Japan's 'Good Design Award' Goes to This Crazy Accurate World Map

Plus, it can be seamlessly folded into a globe.
Image may contain Art Paper and Origami
Courtesy AuthaGraph

The way we see the world needs an update. At least that's the thinking behind the AuthaGraph World Map, this year's grand prize winner of Japan's prestigious Good Design award, an annual competition hosted by the Japan Institute for Design Promotion that highlights innovations in a variety of sectors, including home appliances, cars, industrial goods, and architecture. Tokyo-based architect and artist Hajime Narukawa developed the map to be an accurate representation of our spherical planet—no easy feat, it turns out.

You mean the one we have up on our wall, filled with pins to mark our travels, isn't good enough? Well, no—it isn't. The 16th century gave us many innovations and discoveries that we still happily use today: the graphite pencil, bottled beer, the Copernican model of astronomy. And then there's the Mercator projection, the map drawn by a Flemish cartographer back in 1569 that remains the go-to textbook illustration of our world despite not being very accurate. Because of how a map transfers a spherical shape onto a two-dimensional plane, the Mercator projection actually distorts the size of entire continents: Greenland is depicted as about the same size as Africa, when in reality it's about as big as Algeria, and Antarctica is seen as a giant globe-spanning mass lurking across the bottom of our world, when really it's as long across as the continental United States.
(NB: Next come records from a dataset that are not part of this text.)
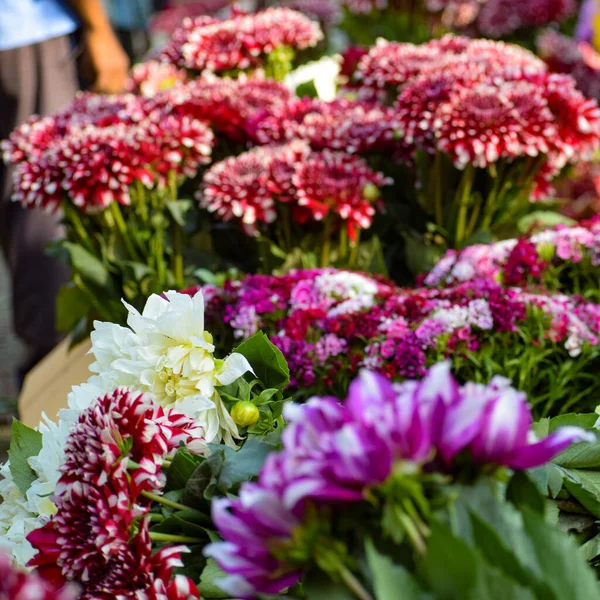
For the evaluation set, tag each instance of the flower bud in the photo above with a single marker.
(245, 413)
(370, 192)
(546, 251)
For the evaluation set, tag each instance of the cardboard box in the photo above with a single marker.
(46, 387)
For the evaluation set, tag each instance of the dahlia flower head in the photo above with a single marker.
(356, 127)
(315, 184)
(338, 454)
(20, 585)
(92, 152)
(99, 536)
(480, 101)
(166, 352)
(240, 42)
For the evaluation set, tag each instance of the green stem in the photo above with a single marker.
(165, 501)
(354, 250)
(326, 247)
(178, 257)
(167, 537)
(122, 227)
(353, 584)
(437, 175)
(464, 196)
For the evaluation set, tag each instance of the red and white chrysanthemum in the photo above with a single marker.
(229, 105)
(336, 182)
(113, 455)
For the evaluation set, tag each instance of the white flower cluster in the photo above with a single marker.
(165, 353)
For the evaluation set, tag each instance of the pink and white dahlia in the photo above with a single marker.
(113, 455)
(341, 454)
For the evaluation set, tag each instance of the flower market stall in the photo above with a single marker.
(337, 308)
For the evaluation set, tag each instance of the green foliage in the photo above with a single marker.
(24, 443)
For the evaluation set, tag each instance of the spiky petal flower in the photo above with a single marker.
(339, 183)
(335, 454)
(20, 585)
(113, 454)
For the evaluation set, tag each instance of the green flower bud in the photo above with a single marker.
(245, 413)
(546, 251)
(370, 192)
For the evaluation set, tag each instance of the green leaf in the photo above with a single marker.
(449, 565)
(389, 578)
(266, 360)
(178, 210)
(244, 464)
(208, 581)
(24, 443)
(71, 306)
(543, 218)
(585, 486)
(521, 491)
(565, 569)
(89, 267)
(318, 586)
(181, 469)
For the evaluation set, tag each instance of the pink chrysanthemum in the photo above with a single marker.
(241, 41)
(237, 187)
(483, 124)
(362, 7)
(326, 12)
(339, 183)
(229, 105)
(91, 539)
(394, 63)
(352, 126)
(150, 77)
(173, 51)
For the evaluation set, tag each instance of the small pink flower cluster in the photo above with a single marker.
(330, 323)
(251, 186)
(481, 101)
(566, 55)
(99, 536)
(241, 41)
(523, 261)
(94, 151)
(501, 18)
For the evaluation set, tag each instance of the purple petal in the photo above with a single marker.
(535, 455)
(504, 427)
(367, 393)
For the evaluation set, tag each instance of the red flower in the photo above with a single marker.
(19, 585)
(339, 183)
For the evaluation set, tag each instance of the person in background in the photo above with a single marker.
(130, 20)
(38, 76)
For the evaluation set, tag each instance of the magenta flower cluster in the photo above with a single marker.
(329, 323)
(336, 454)
(523, 261)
Continents are portrayed at an angle to better represent their actual sizes and locations.

Courtesy AuthaGraph

On the AuthaGraph map, continents are drawn on angles, rather than the straight-across model of Mercator. So not only does it more accurately represent the size of continents and oceans, but also the distances between them. But its real innovation is in how the map can be transformed onto a three-dimensional globe without losing that accuracy. Using an assembly kit, users can follow five steps to fold the map from its two-dimensional rendering into various shapes before landing on the sphere, mirroring the process Narukawa and team went through to arrive at the model, and looking at our world in new ways and with different regions at its center. “The map can be tessellated without visible seams,” reads Good Design's description of the awardee. “Thus the world map provides an advanced precise perspective of our planet.”

The best part? The map is available for purchase in various forms, including a wall map, a composite poster of 40 maps that are continuous in multiple directions and the aforementioned foldable globe. There's still work to be done, however, before we can call the AuthaGraph truly accurate: A small footnote on the Good Design website notes that the model needs to increase the number of subdivisions used in mapping areas and distances—that is, breaking it into smaller and smaller sections—for it "to be officially called an area-equal map." Still, it's close enough that back in 2015, Japan adopted the map for use in their textbooks. Your turn, U.S.A.